Monday, August 18, 2008

Hard Case Crime Update

From Charles Ardai:

If you visit our Web site -- www.HardCaseCrime.com -- you'll see that a new book has been added: CASINO MOON by New York Times best-seller and Edgar Award-winner Peter Blauner. The book is about criminal activity in and around the professional boxing scene in Atlantic City, and it features a gorgeous painted cover by one-time Golden Gloves boxer Ricky Mujica. It's also a bit of an unusual choice for us to reprint since the book was first published only 15 years back (normally we prefer to choose reprints that have been unavailable for half a century) and is almost 100,000 words long (our books generally run a bit more than half that length). So why are we reprinting this book? Because I love it. The writing is beautiful, the characters memorable, the story draws you in and won't let go...it's a book that deserves to be in print, and it's not, and what's the point of having a publishing line if you can't correct injustices like that?

So when May 2009 rolls around, I hope you'll pick up CASINO MOON and give it the try it very much deserves. You won't be sorry you did.

We've also got some interesting things cooking for the months after May. For now I'll mention just one, a book called PASSPORT TO PERIL by a man named Robert B. Parker. This isn't the same Robert B. Parker who currently writes the Spenser mysteries -- this is a man who died in 1955 and before that was a war correspondent in WWII, sending dispatches from Germany, Poland, Turkey, Spain, Asia, and other parts of the world where peril was the stuff of his daily life, not just fiction. When he returned to the U.S. after the war, he penned a number of novels, including this one, which opens with a desperate couple leaping off the Orient Express into a snowbank to escape the former Nazi pursuing them. The rest of the book leads you on a nightmare chase through the ruined streets of post-war Budapest (a setting Parker knew firsthand and reproduces vividly). It's thrilling, it's gripping, it's exciting...and it's been unavailable for half a century. Next June, it'll be back.

Meanwhile, we've got some exciting books hitting stores now. John Farris' BABY MOLL is a great warm-weather read, taking place as it does in and around a Florida beach compound inhabited by mobsters and their lovely female companions. Ken Bruen and Jason Starr's third collaboration, THE MAX, is just appearing on shelves, featuring the last(?) chapter in the sordid story of would-be criminal kingpin Max Fisher and the unlucky-in-love Angela Petrakos. And in just a few weeks Max Allan Collins' popular hit man, Quarry, will return with the story of his earliest assignment in THE FIRST QUARRY. You can find sample chapters from all three on our Web site.

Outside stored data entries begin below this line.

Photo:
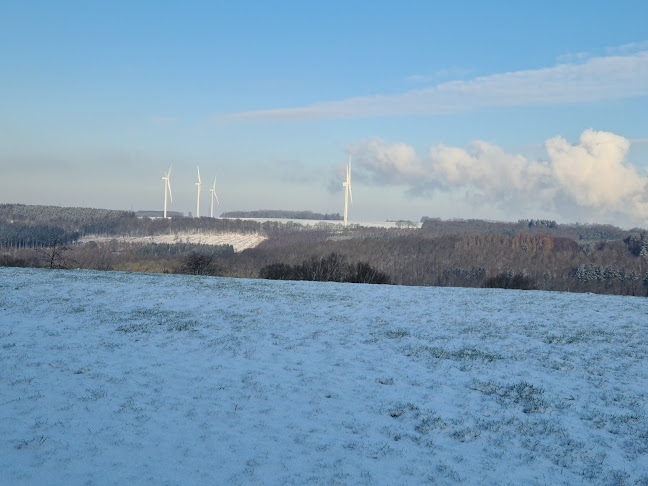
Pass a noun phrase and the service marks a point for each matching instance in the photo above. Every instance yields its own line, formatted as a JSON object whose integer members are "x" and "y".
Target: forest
{"x": 527, "y": 254}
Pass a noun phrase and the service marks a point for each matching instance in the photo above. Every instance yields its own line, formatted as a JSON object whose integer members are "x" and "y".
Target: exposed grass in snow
{"x": 116, "y": 378}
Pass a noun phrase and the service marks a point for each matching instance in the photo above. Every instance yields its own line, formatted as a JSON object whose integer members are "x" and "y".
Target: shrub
{"x": 508, "y": 280}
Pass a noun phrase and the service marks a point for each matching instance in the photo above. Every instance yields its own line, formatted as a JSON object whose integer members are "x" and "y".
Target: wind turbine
{"x": 347, "y": 193}
{"x": 198, "y": 202}
{"x": 213, "y": 191}
{"x": 167, "y": 188}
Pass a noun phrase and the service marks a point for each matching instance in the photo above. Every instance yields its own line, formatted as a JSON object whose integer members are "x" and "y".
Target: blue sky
{"x": 498, "y": 110}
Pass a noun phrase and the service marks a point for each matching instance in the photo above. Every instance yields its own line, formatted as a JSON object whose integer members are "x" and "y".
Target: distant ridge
{"x": 282, "y": 214}
{"x": 159, "y": 214}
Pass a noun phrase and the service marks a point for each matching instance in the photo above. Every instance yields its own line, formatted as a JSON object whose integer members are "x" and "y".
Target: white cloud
{"x": 386, "y": 164}
{"x": 596, "y": 79}
{"x": 590, "y": 177}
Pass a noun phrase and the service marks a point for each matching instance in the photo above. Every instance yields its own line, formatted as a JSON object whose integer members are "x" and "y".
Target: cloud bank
{"x": 590, "y": 177}
{"x": 595, "y": 79}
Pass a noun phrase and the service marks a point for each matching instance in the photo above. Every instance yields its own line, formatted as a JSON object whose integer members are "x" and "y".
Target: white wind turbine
{"x": 213, "y": 191}
{"x": 167, "y": 188}
{"x": 347, "y": 193}
{"x": 198, "y": 202}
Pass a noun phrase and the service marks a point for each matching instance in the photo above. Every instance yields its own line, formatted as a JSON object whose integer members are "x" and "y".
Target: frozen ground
{"x": 116, "y": 378}
{"x": 240, "y": 241}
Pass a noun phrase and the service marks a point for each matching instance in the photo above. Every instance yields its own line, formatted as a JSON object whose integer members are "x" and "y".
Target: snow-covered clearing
{"x": 117, "y": 378}
{"x": 240, "y": 241}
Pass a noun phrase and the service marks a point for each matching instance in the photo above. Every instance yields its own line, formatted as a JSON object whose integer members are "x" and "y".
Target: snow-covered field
{"x": 117, "y": 378}
{"x": 240, "y": 241}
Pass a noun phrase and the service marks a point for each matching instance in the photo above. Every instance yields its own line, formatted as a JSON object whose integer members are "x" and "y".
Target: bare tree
{"x": 54, "y": 253}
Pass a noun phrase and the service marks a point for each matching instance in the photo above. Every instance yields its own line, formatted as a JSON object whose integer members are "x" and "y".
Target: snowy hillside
{"x": 114, "y": 378}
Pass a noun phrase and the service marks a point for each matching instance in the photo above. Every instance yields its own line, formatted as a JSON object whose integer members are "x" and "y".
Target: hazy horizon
{"x": 502, "y": 111}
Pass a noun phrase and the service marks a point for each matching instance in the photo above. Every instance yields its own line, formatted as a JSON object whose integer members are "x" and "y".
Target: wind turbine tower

And then when November rolls around you'll be able to get our big 50th book, FIFTY-TO-ONE, in which I attempt the feat of tying all 50 of our titles together in one climactic comic romp. I'm hoping that even someone who's never read one of our books before will find plenty to enjoy -- but for those of you who have been with us for a while (never mind the die-hard fans who've been with us from the start), I think it'll be a particular treat. More on that one as we get closer to the publication date. (Again, you can find a sample chapter on our Web site.)

One last tidbit, and then I'll let you get back to your regularly scheduled summertime activities: Our pulp adventure series, THE ADVENTURES OF GABRIEL HUNT (www.HuntForAdventure.com), continues to rev up, and I'm pleased to announce that the authors contributing books to the series will include Hard Case Crime veterans Christa Faust (MONEY SHOT) and David J. Schow (GUN WORK) as well as James Reasoner (author of the cult classic TEXAS WIND and two dozen other books) and Nicholas Kaufmann (Stoker Award nominee for GENERAL SLOCUM'S GOLD). And me, of course. How could I miss the chance to write of these myself?

So it's off to Egypt for me, and Greece, and Sri Lanka, all without leaving the comfort of my word processor. I hope your trips -- whether real-world or, like mine, purely in the realm of fiction -- are every bit as exotic and exciting.

Best,
Charles

1 comment:

Richard Prosch said...

Wow! All good. I was looking forward to Gabriel Hunt before...but now with Reasoner and Christa Faust on board I'm doubly psyched!